A team led by David Fisher of the Massachusetts General Hospital in the US has designed molecules capable of suppressing a type of enzyme known as Salt Inducible Kinase in skin cells, triggering a boost to pigment-producing genes.

The molecules are applied topically, once fully developed, rather like a sunscreen. Increased pigmentation production then darkens the treated skin, making it more resistant to the damaging effects of ultra-violet radiation.

And just like a tan, the darkening fades after a few days, as the body routinely sheds its outer skin cells.

So far the molecules have been tested on human skin, cultured in a petri dish, and genetically engineered red-haired mice – which, the study reports, turned almost jet black after a hefty dose.

However, Fisher cautions that his tanning molecules – developed in collaboration with Nathanael Gray of the Dana-Farber Cancer Institute in Boston, US – are still a long way from coming to market.

“Human skin is a very good barrier and is a formidable penetration challenge,” he says.

And he should know: he’s hardly a newcomer to the quest for ultra-violet protective pigmentation-inducing topical treatments.

In 2006 he was part of a team that developed a compound from forskolin – a substance derived from the root of a member of the mint family – and demonstrated that it induced skin-darkening in mice.

The animal tests were promising, but the compound did not work for humans.

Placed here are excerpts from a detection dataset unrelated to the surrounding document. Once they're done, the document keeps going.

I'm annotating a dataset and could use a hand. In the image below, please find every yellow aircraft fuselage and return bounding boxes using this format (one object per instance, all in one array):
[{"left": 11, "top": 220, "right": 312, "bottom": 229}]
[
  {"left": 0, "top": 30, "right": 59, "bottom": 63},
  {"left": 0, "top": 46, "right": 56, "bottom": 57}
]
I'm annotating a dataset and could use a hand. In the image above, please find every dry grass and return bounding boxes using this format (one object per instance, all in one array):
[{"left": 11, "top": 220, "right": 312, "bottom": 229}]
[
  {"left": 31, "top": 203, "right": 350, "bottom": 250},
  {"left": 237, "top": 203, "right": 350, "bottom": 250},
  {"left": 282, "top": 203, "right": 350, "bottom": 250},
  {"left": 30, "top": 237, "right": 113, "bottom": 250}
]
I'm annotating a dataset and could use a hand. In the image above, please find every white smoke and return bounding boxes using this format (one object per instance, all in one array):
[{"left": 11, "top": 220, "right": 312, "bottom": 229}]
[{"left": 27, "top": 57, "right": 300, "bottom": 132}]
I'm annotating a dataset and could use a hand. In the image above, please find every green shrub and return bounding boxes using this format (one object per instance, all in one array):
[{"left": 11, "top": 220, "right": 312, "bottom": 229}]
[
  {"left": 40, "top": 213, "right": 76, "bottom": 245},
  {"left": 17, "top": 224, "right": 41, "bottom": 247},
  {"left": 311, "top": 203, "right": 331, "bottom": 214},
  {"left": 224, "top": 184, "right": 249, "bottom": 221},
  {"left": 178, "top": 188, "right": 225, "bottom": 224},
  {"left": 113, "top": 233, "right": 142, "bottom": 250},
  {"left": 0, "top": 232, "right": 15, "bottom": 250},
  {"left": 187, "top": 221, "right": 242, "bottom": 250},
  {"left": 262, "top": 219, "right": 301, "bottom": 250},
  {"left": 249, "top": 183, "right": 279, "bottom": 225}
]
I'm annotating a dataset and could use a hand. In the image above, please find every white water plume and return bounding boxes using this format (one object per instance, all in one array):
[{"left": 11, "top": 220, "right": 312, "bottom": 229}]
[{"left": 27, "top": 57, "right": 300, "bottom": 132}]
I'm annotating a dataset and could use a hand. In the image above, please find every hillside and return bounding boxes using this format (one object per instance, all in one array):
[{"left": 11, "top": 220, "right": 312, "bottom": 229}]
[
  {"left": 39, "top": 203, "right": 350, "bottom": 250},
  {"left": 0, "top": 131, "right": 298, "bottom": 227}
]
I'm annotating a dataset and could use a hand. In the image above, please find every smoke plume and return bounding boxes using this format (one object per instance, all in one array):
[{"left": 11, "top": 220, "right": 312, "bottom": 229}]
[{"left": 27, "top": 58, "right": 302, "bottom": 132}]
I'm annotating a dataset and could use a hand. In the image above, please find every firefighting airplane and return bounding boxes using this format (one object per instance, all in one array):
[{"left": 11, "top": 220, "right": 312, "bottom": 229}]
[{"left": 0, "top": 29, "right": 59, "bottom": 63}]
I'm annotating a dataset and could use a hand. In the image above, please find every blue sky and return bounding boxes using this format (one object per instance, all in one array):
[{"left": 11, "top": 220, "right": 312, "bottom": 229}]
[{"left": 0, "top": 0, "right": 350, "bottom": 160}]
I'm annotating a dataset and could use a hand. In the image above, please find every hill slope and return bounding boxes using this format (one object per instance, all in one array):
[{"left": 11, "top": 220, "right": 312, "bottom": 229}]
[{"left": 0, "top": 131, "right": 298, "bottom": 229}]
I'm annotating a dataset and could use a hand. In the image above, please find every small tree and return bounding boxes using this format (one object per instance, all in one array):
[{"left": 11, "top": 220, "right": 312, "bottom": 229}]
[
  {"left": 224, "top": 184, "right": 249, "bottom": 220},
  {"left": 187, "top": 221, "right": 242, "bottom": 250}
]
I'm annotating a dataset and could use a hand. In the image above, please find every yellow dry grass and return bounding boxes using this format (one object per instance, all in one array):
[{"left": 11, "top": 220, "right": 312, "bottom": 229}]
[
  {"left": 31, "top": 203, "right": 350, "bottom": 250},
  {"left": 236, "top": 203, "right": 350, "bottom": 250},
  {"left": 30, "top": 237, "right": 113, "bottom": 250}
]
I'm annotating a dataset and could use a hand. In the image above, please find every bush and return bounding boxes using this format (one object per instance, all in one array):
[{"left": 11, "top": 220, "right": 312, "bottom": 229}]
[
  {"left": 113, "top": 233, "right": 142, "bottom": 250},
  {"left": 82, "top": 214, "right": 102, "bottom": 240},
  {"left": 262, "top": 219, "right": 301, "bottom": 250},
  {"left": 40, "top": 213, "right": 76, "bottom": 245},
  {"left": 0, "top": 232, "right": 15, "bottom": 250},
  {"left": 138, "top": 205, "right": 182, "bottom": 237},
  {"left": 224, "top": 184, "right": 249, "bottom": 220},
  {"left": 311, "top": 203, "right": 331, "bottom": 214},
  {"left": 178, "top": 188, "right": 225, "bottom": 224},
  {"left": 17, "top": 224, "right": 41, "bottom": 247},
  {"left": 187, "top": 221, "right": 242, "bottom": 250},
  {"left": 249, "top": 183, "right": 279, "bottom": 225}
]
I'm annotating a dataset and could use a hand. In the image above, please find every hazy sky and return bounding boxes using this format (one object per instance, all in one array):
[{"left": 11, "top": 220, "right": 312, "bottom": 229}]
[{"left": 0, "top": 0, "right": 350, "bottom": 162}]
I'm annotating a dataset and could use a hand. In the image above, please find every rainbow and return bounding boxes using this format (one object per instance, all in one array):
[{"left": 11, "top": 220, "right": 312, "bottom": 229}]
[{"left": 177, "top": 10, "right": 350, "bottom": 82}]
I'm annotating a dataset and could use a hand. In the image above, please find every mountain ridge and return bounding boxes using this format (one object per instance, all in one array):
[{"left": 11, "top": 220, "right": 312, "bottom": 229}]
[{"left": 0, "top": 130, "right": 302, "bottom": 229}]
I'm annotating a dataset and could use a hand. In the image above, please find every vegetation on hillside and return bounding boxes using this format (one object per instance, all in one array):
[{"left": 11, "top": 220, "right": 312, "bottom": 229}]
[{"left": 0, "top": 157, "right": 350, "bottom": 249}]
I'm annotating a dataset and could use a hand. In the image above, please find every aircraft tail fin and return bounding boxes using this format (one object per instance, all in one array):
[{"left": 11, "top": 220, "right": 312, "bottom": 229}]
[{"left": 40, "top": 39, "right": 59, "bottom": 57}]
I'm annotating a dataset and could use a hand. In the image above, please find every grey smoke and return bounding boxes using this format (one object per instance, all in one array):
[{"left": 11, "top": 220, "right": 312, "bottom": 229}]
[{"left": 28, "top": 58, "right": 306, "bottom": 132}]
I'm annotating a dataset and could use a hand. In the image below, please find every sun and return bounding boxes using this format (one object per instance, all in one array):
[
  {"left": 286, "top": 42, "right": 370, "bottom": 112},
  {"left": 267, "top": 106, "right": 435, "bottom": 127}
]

This is mainly because our species has evolved to be almost hairless, and has developed super-tough, comparatively impermeable skin as a result. The forskolin molecules were simply too large to penetrate cell walls.

Human breast skin explants treated with topical drug showing induced pigmentation.
Human breast skin explants treated with topical drug showing induced pigmentation.
Credit: Nisma Mujahid and David E. Fisher

(Forskolin, by the way, has lately developed into a firm favourite of the natural health industry, claimed as beneficial in range of areas, from weight loss to asthma to heart disease. The substance is a research target for many serious scientists but so far there is little evidence to support the claims made for it.)

The new class of molecules developed by Fisher and Gray are small enough to enter human skin cells, and also have a strong ability to pass through fats – something else forskolin molecules had trouble with.

Testing the molecules on human breast skin maintained in Petri dishes, the team found the effects were robust, and correlated precisely with dosage: larger amounts produced more pigmentation on a predictable scale.

Fisher hopes the work will lead to more effective skin cancer protection for every one – but especially redheads, who are at substantially higher risk.

“We believe the potential importance of this work is towards a novel strategy for skin cancer prevention,” he says.

“Skin is the most common organ in our bodies to be afflicted with cancer, and the majority of cases are thought to be associated with UV radiation. But we’ve found that the picture is more complicated, that red-blonde pigments are also more intrinsically carcinogenic.”